Investors Don’t Flock to Stocks

Most mutual fund investors did not abandon stocks during the market decline of 2008 to 2009, but, unlike previous recoveries, have not shown considerable interest in adding to their equity positions during the subsequent rebound, according to research by Vanguard.
“In Equity Abandonment in 2008-2009: Lower Among Balanced Fund Investors,” Vanguard researchers found that only a very small percentage of equity investors sold out of the market entirely during the market tumult. The equity abandonment report analyzed the activity of 2.7 million IRA investors from the beginning of 2007 through October 2009, and found only about 1% of them selling out of the market at the peak of its volatility in October 2008.

Men were 10% more likely to discard equities than women. Vanguard said prior academic research has suggested that in general, men might trade more actively than women as a result of greater overconfidence in their ability to make good investment decisions.

People age 65 or older were more than twice as likely to abandon equities as investors between the ages of 45 and 54—consistent with the widely held belief that investors become more risk averse as they age, Vanguard said. Vanguard also found investors with a low level of equity exposure were more likely to abandon equities.

Meanwhile, balanced investors tended to stick with their funds, especially those who held only one balanced fund, which includes both stocks and bonds.
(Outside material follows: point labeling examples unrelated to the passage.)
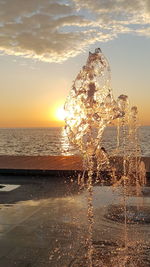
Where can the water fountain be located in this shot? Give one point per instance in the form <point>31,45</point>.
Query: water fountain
<point>90,107</point>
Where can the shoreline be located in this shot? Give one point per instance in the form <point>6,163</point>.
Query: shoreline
<point>48,165</point>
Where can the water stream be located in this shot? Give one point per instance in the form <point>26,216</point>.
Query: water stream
<point>90,107</point>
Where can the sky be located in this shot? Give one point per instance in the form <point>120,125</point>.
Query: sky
<point>45,43</point>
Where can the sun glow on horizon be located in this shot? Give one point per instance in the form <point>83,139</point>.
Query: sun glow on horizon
<point>60,113</point>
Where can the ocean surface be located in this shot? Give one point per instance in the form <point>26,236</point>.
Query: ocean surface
<point>53,141</point>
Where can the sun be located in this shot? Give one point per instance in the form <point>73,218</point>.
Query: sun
<point>60,113</point>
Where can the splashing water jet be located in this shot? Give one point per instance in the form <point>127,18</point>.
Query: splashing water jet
<point>89,108</point>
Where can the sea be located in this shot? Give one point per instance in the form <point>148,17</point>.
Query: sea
<point>54,141</point>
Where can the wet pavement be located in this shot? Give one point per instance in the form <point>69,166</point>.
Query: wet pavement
<point>43,223</point>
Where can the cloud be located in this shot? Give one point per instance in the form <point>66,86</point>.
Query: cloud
<point>53,31</point>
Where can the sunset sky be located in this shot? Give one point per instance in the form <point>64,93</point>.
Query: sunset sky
<point>44,44</point>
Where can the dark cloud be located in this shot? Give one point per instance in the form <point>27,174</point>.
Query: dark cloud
<point>56,30</point>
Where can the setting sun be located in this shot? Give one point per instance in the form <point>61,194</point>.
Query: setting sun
<point>60,113</point>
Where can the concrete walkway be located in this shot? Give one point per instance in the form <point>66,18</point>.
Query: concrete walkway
<point>39,225</point>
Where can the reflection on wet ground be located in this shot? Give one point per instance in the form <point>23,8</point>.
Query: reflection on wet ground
<point>44,223</point>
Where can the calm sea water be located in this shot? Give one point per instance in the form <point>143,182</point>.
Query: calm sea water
<point>53,141</point>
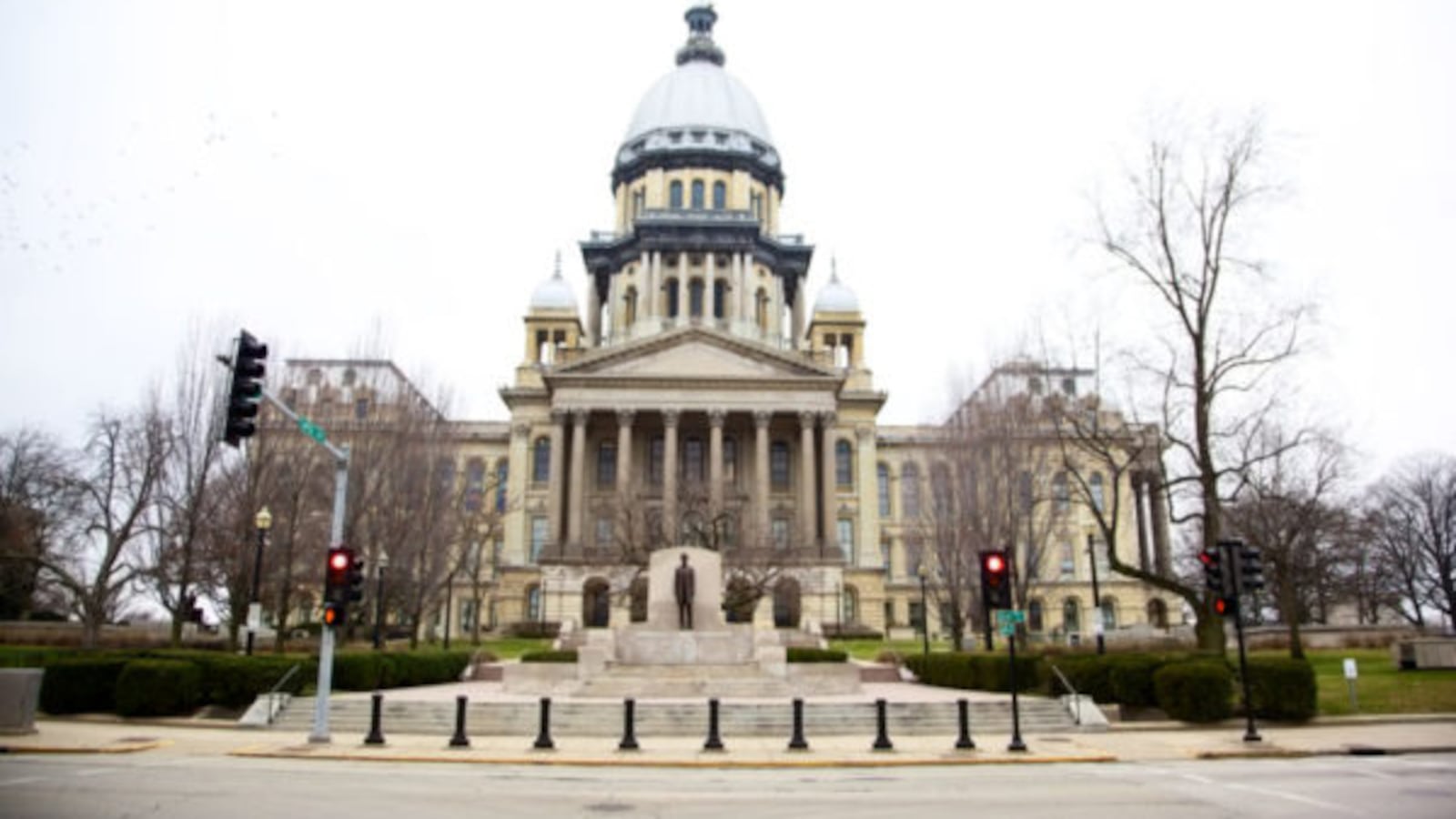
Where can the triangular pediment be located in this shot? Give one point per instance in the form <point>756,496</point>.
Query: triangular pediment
<point>693,354</point>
The abandonment rate of these balanced investors was about 50% lower than that of investors who owned equity funds and no balanced funds.

Too Timid to Come Back?

In a separate report, “2009: A Return to Risk-Taking,” Vanguard researchers examined industry cash flow data in 2009 and determined that investors’ heavy preference for bond funds over stock funds during the equity market recovery was the reverse of that seen in previous revivals.

In the risk-taking report, Vanguard noted that investors typically react to the start of a bull market by earmarking money to equities as prices rebound. In 2003, when the last bull market began, investors pulled $265 billion from money-market funds and placed $152 billion and $51 billion in equity funds and bond funds, respectively, according to Vanguard.

However, through November 2009, investors pulled $500 billion from money market funds, and, despite one of the strongest bull markets in history, withdrew $9 billion from stock funds. During the same period, bond funds attracted $340 billion.

"Investors who opted for money-market funds during the crisis may have been ready to take on more risk as the rebound became stronger, and considered bond funds the logical next step instead of the greater potential risk associated with equity funds," said Francis Kinniry, a principal in the Vanguard Investment Strategy Group, in a release about the study. However, Kinniry warned that investors should recognize that bond funds are not risk-free (see “Bond Fund Investors Beware”).

Vanguard has prepared a special report to help investors better understand bond funds. The risk-taking report also reaffirms the value of prudent diversification, pointing out that from the start of the bear market in 2007 through December 31, 2009, an investor with a 100% stock portfolio lost nearly 25%, while an investor with a 50% stocks/50% bonds portfolio lost only 5%.